Today’s read sees a return to Anthony Gilbert, an author I have reviewed a few times already this year. The story opens with a mini history of a legal firm named Greatorex Brothers. The firm’s heads, Charles and Richard, disapprove of their half-brother Henry, feeling he is not serious or knowledgeable enough for the profession. Thankfully they think they’ve solved the problem by shoving him into a separate branch of the firm and for the next twenty or so years things go smoothly. Initially we might feel sympathy for Henry, thinking he has been unfairly judged by his half-brothers. Yet an alternative viewpoint coming from Henry’s nephew Avery, swings our sympathies into reverse, finding that Henry to be a self-centred and lazy man, whose success rests on those around him doing all the work while he exudes bewitching charm. Henry has high hopes of marrying a much younger woman called Beverley Carr. Yet he has one problem, namely a woman named Stella. She has been his mistress for 5 years, though for a while he has kept things going out of politeness. He optimistically thinks she will be happy about ending things. Unsurprisingly she is not. Words are said and even a gun is waved around in a threatening fashion. ‘There they were then, two creatures caught in a trap, and surely, surely one of them must die.’ But which one? More widespread infidelity muddies the waters when a case of murder finally emerges and Arthur Crook is called into sort things out.

Overall Thoughts

One of the things which quite intrigued was that although the author was female, her portrayal of infidelity is far more patriarchal. The suffering wives in the story are doormats who justify not calling out their husband’s bad behaviour or are not seen at all. Those who do suggest a sterner view of such behaviour are shown to be nagging and negatively single women. Whilst other female characters are far more ready to sling mud at the woman in the case than the men. The sexual double standard is definitely here in full swing.
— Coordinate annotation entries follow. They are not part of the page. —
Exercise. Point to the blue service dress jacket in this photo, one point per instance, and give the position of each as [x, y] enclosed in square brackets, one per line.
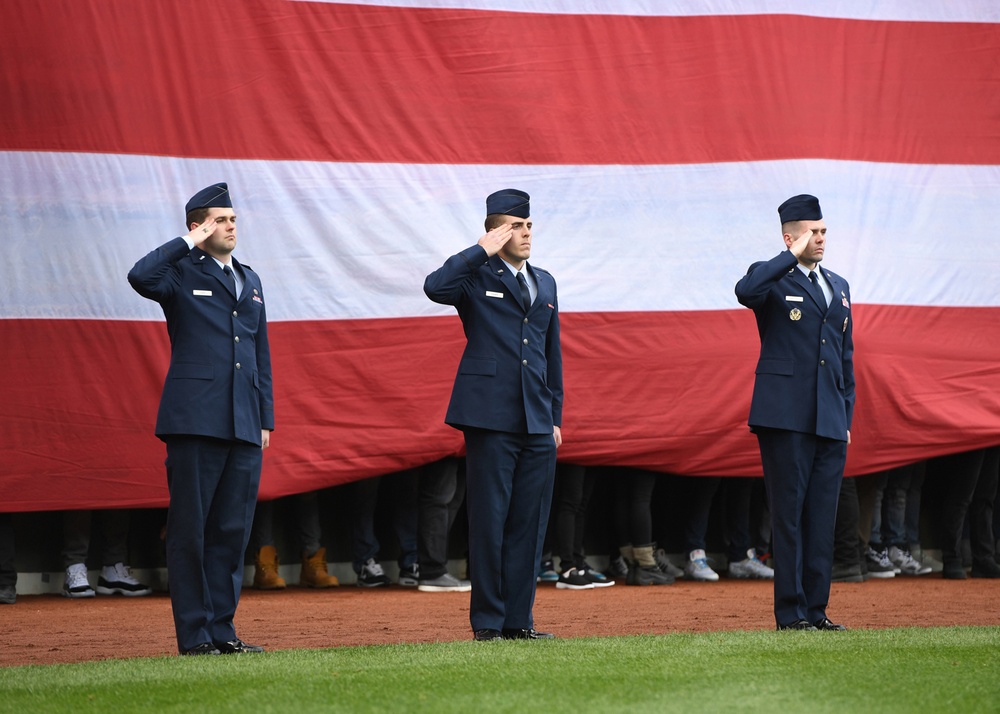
[805, 374]
[219, 380]
[510, 375]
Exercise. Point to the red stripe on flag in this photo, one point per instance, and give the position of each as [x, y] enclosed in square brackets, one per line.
[333, 82]
[668, 391]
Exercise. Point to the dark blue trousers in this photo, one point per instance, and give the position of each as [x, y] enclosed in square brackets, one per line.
[508, 495]
[802, 473]
[213, 490]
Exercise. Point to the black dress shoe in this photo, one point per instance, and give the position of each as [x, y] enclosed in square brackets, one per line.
[486, 635]
[797, 625]
[825, 624]
[532, 634]
[237, 646]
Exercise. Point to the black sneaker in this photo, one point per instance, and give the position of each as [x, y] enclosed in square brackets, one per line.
[617, 569]
[409, 577]
[573, 579]
[372, 575]
[600, 580]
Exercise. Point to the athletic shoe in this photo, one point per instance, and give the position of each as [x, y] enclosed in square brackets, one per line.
[409, 577]
[372, 575]
[906, 563]
[878, 564]
[314, 572]
[599, 579]
[665, 564]
[846, 574]
[925, 558]
[617, 568]
[265, 572]
[698, 568]
[573, 579]
[117, 579]
[76, 584]
[446, 583]
[750, 568]
[547, 572]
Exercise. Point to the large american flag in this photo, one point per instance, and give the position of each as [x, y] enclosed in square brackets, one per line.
[360, 140]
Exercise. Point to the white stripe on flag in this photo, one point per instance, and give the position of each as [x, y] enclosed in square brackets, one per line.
[918, 10]
[336, 241]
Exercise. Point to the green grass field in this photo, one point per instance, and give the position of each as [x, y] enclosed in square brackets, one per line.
[955, 669]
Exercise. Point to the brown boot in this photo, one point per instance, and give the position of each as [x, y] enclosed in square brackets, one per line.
[314, 573]
[265, 574]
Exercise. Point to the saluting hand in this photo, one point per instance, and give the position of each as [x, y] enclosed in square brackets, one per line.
[493, 241]
[798, 246]
[199, 234]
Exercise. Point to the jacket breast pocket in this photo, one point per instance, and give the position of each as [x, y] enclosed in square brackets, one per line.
[192, 370]
[785, 367]
[483, 367]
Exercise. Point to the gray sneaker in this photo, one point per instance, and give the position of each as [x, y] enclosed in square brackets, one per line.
[76, 584]
[925, 558]
[878, 564]
[665, 564]
[750, 568]
[446, 583]
[905, 562]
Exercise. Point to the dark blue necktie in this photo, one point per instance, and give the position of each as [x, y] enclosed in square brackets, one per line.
[525, 293]
[817, 290]
[232, 278]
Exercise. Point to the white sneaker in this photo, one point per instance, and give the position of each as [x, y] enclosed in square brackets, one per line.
[76, 584]
[750, 568]
[117, 579]
[698, 569]
[905, 562]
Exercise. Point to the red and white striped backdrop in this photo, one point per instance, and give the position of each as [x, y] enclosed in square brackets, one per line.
[360, 141]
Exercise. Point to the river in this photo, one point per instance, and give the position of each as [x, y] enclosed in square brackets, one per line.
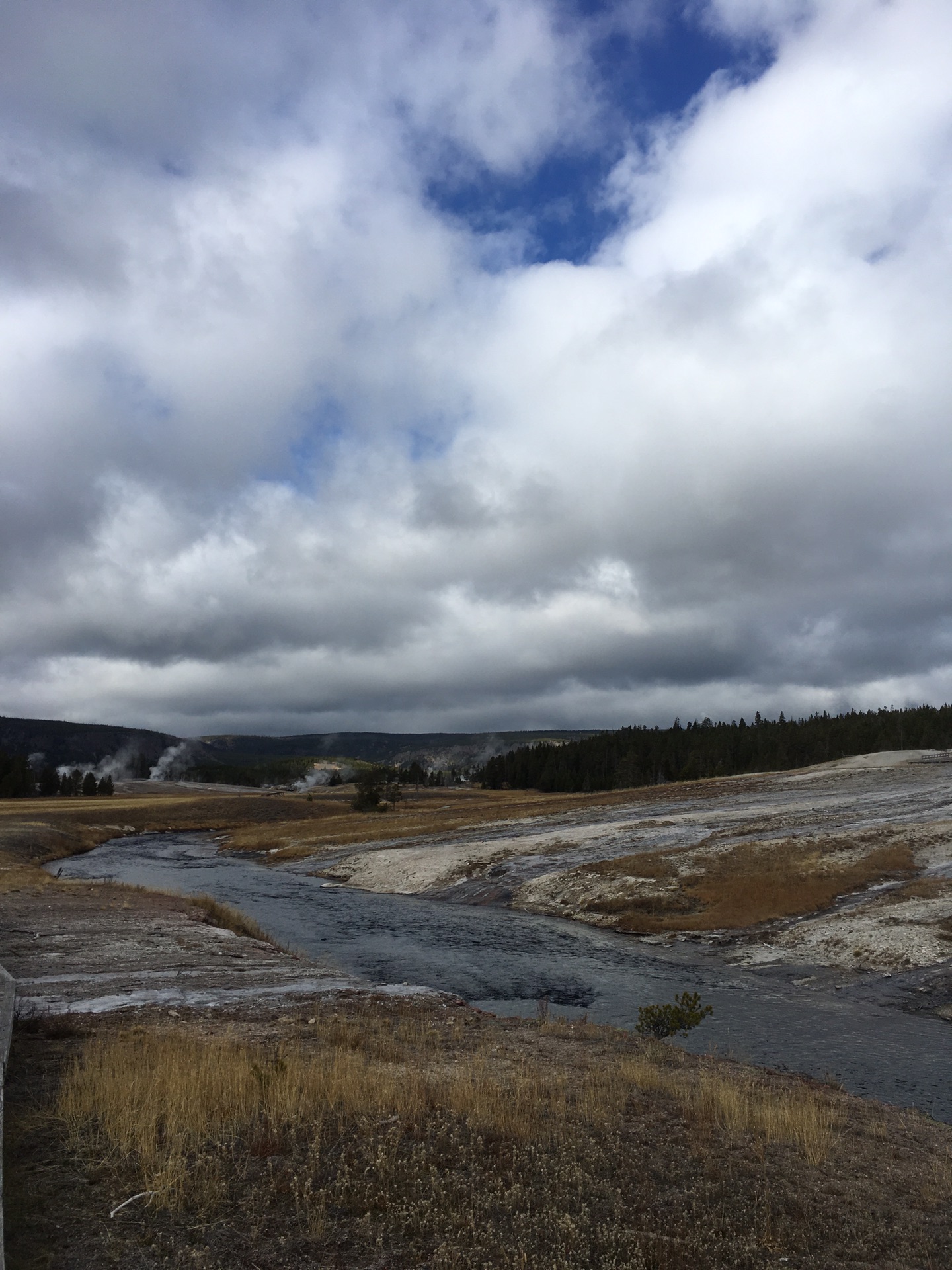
[506, 962]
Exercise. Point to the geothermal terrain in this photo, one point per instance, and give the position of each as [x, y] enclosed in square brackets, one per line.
[183, 1091]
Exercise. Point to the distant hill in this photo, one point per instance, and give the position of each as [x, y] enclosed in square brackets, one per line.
[88, 743]
[83, 743]
[429, 748]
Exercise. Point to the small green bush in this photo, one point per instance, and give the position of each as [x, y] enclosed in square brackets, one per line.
[673, 1020]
Characterisation is one of Gilbert’s strengths and I enjoyed how she played with your sympathies, especially with Henry. Unlike in Death Takes a Wife (1959), Arthur Crook, one of Gilbert’s serial sleuths, has an important and significant role to play in the story. He is an entertaining presence and I did crack a smile when one of the characters says that Crook ‘looked like an orang-utan in a chocolate suiting.’ Crook seems to have a bold approach to fashion and a larger than life personality. Having read three Crook mysteries now, I have noticed that before Crook actually enters the story Gilbert includes sentences which almost have Crook taking on a Greek chorus like role towards the events preceding his arrival into the plot and this is a feature which I think works really well. On the surface this seems a simplistic mystery but of course Gilbert had me completely fooled when it came to identifying the culprit. So overall an interesting and entertaining story.

Rating: 4.25/5

Vintage Mystery Scavenger Hunt (Silver Card): Damsel in Distress


  1. Arthur Crook always reminded me, in some way, of John Dickson Carr’s Sir Henry Merrivale. They’re not exactly identical characters, but they would probably get along like a house fire had their paths ever crossed. Interestingly, Gilbert had reportedly somewhat of a crush on Carr and perhaps this influenced her characterization of Crook. Who knows.

    Anyway, I’ll have to dip back into my modest pile of unread Gilbert’s one of these days.

    Liked by 1 person

  2. Glad you’re still enjoying Gilbert. Characterisation is definitely a strength of hers, though this isn’t one I’ve read. She can be pretty conservative in view at times and then at others more liberal – not easy to pigeonhole.